Les fauteuils du cirque sont d’une étroitesse jamais vue, sans doute ont-ils été conçus pour des spectateurs amputés des deux jambes. En plus de cet inconfort, le spectacle débute par les fauves. J’ai toujours eu en sainte horreur les numéros d’animaux !
Cinq lions entrent dans la cage en traînant la patte d’ennui, s’installent sur leur tabouret respectif ; le dompteur tente de faire passer leurs bâillements pour des rugissements muets mais en vain, au mieux les contraint-il à se dresser sur leur séant, les pattes avant dans une position saugrenue mais pas dénuée de grâce. Les bêtes enchaînent leurs tours fastidieux et leur lassitude me gagne, bienheureux assoupissement dans lequel je m’enfonce avec délice.

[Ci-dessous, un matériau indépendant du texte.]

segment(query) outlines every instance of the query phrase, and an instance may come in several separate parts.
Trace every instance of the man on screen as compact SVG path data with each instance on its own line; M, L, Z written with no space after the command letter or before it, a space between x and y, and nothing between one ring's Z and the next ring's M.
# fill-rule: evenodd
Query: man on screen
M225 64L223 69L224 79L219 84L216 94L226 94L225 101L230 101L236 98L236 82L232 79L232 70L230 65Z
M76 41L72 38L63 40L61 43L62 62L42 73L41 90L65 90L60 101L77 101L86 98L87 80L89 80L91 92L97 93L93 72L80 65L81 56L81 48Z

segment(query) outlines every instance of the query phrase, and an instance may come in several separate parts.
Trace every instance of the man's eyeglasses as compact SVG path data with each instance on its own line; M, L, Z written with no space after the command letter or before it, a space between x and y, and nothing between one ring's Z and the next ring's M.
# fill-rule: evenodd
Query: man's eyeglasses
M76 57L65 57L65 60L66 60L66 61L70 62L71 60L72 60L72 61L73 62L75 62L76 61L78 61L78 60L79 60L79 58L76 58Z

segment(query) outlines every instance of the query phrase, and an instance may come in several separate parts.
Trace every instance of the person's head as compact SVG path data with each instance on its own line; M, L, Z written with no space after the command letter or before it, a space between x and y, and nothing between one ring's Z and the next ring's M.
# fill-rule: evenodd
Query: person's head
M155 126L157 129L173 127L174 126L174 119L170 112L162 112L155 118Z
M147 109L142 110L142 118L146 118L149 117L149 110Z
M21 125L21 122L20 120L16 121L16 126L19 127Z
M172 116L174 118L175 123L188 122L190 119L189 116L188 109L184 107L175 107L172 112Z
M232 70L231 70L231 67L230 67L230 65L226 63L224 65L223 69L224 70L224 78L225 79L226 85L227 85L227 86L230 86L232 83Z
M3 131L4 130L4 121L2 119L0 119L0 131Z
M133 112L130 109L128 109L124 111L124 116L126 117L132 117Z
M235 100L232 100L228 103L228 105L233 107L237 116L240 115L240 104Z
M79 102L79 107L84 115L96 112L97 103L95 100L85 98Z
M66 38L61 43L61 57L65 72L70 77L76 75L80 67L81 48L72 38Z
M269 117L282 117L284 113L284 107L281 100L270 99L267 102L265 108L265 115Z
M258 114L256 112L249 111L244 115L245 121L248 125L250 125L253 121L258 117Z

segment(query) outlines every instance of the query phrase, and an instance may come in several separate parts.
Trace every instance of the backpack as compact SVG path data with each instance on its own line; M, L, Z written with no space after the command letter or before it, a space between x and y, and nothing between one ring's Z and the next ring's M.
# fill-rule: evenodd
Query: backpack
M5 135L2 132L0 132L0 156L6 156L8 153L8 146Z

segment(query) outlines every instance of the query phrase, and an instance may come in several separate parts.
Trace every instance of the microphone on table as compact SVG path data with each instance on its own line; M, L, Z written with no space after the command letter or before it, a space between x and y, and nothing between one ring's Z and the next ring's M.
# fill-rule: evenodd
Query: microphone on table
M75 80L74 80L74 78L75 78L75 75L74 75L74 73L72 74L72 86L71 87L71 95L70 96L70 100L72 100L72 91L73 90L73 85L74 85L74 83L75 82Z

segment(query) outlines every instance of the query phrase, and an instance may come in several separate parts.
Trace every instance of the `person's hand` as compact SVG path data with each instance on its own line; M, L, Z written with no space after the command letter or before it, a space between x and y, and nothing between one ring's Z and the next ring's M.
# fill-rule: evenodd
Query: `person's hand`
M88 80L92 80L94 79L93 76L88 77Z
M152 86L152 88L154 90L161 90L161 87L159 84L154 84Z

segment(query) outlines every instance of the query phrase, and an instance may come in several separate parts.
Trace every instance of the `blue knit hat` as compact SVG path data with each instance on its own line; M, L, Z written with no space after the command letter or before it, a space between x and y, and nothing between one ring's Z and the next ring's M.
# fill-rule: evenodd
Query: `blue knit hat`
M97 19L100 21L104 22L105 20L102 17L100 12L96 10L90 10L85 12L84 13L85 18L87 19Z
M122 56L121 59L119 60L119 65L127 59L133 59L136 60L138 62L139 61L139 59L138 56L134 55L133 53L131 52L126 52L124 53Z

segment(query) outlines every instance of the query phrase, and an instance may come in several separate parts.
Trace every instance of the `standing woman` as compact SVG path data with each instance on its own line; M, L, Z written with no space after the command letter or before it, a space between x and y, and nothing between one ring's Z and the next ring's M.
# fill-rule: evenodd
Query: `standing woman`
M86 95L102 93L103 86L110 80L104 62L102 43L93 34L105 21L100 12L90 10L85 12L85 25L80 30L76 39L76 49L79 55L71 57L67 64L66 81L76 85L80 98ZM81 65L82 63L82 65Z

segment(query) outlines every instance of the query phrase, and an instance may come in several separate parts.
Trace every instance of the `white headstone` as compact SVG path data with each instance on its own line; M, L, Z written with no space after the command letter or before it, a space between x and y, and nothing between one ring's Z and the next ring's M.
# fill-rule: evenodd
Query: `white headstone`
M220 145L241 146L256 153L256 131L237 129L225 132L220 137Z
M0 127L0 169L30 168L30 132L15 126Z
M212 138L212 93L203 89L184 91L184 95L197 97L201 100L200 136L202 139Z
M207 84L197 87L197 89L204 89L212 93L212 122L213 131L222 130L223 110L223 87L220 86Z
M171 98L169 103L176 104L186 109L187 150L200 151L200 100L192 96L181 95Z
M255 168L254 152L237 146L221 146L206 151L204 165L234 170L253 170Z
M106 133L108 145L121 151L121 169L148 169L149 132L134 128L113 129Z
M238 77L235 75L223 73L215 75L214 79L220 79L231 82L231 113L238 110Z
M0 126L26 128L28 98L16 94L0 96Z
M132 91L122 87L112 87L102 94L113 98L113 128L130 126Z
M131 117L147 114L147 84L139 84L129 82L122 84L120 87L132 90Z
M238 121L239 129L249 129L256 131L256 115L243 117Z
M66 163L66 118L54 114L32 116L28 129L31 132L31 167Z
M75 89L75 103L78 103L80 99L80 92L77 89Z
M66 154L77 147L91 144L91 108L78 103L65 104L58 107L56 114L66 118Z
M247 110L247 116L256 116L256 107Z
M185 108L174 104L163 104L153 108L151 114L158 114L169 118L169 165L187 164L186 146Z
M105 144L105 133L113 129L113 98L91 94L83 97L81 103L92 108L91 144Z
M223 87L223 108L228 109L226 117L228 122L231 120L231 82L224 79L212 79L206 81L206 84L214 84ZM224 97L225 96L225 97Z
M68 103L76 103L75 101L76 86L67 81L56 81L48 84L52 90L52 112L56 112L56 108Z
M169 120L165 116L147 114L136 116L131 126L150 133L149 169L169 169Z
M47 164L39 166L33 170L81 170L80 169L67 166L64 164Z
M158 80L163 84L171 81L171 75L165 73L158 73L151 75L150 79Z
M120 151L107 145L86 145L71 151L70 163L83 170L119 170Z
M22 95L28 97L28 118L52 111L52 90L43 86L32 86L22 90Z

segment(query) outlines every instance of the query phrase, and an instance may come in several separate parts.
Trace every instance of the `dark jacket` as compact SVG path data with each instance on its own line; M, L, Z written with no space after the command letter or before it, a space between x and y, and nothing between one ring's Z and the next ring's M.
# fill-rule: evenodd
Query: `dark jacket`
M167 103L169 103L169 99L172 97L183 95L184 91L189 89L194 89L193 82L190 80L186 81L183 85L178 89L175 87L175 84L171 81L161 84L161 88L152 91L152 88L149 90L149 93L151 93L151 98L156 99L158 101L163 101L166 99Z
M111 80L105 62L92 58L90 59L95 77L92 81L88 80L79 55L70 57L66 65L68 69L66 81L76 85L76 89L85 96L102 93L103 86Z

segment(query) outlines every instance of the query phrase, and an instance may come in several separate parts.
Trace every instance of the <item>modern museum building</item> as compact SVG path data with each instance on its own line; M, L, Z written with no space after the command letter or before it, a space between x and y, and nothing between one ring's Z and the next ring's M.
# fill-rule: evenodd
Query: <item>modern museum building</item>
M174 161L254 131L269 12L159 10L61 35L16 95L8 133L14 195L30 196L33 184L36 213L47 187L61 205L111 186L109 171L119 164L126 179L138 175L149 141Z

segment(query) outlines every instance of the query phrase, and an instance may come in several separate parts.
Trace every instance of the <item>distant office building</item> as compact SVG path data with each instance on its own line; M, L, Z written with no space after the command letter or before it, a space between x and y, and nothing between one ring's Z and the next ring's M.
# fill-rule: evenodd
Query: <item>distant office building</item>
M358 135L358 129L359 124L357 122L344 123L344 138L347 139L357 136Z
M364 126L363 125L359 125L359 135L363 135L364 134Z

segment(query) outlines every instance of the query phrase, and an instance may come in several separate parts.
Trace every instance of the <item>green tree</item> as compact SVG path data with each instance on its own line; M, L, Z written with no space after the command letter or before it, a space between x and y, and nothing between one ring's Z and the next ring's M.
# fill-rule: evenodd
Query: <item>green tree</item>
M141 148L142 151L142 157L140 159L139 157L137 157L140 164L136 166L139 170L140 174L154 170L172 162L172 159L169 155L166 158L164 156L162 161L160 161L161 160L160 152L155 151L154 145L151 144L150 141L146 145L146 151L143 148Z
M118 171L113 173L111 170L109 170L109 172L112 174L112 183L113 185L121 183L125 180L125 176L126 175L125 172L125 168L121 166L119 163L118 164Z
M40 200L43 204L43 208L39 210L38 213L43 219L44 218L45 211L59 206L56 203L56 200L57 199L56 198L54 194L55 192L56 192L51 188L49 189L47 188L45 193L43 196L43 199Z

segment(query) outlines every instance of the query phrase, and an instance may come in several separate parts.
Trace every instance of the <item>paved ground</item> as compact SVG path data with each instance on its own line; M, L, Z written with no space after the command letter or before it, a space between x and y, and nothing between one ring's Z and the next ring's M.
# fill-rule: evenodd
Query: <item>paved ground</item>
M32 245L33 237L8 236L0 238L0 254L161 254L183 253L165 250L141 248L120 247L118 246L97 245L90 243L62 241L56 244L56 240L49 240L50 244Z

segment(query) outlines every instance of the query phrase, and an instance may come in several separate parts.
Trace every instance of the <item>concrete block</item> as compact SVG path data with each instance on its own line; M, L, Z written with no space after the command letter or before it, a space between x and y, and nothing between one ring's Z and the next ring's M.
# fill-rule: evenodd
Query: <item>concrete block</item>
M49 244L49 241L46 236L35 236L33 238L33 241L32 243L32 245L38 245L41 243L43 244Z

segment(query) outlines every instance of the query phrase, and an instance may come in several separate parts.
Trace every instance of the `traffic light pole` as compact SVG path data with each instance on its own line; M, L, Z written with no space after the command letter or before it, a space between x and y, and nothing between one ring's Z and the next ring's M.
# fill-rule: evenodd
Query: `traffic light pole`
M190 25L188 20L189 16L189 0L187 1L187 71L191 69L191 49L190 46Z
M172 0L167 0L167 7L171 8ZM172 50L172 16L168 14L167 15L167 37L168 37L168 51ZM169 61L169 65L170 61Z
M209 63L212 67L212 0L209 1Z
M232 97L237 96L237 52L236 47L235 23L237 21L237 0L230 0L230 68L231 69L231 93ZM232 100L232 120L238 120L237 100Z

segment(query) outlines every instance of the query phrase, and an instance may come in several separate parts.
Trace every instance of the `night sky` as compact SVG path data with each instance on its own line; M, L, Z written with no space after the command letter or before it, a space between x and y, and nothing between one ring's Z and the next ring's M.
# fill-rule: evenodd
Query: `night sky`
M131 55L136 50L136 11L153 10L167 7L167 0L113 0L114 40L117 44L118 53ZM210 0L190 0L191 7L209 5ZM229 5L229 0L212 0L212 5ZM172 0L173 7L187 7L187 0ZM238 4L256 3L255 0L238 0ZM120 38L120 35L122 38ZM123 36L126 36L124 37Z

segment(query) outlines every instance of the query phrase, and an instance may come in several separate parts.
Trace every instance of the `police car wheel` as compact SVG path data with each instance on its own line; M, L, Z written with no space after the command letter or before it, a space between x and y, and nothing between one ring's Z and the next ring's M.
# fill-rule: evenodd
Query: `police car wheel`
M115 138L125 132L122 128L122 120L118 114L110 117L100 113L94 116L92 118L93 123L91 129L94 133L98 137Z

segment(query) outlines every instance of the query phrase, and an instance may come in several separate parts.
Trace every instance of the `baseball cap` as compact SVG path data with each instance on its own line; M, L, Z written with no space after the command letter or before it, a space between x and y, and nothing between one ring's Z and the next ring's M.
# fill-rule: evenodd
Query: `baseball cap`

Et soudain, je suis réveillé par le cri de l’assistance. Sous nos yeux ébahis, un des lions, enfin délivré de son apathie, s’est jeté sur le pitoyable dompteur et l’a décapité d’un seul coup de gueule : comme la chose a été simple – quel dommage que le fauve n’y ait pas songé plus tôt ! Après le premier hurlement, un silence lourd s’abat sur la salle entière. Le corps de l’homme gît à terre ; beaucoup de sang doit s’échapper de son cou mis à nu mais comme le sol est tapissé d’un revêtement rouge (couleur, avec l’or, emblématique du cirque), l’écoulement passe presque inaperçu. On dirait que le dompteur, telle une autruche terrorisée par les prédateurs carnassiers, a enfoui sa tête dans le sol.
Puis, aussi subitement que le silence s’était établi, des applaudissements fusent, des hourras acclament le fauve enfin libéré de son joug, plusieurs personnes lancent leur chapeau en signe de gloire, les enfants laissent s’envoler leurs ballons d’hélium en hommage au maître félin. Le lion, digne et austère, grimpe sur le plus haut des tabourets et regarde son public, un sourire aux lèvres (au dire vrai, je ne sais pas si un lion peut réellement sourire, ni s’il possède même des lèvres, techniquement parlant).
Et dans ce brouhaha épouvantable, la foule passe de l’ovation à l’action, les spectateurs des premiers rangs secouent vigoureusement les grilles de la cage centrale et, aux employés du cirque qui tentent de s’interposer, ils taillent des costumes et des oreilles en pointe. Finalement, une brèche est ouverte par laquelle les lions s’échappent, en file indienne, vers la sortie de l’édifice. Tout le peuple les suit, en liesse.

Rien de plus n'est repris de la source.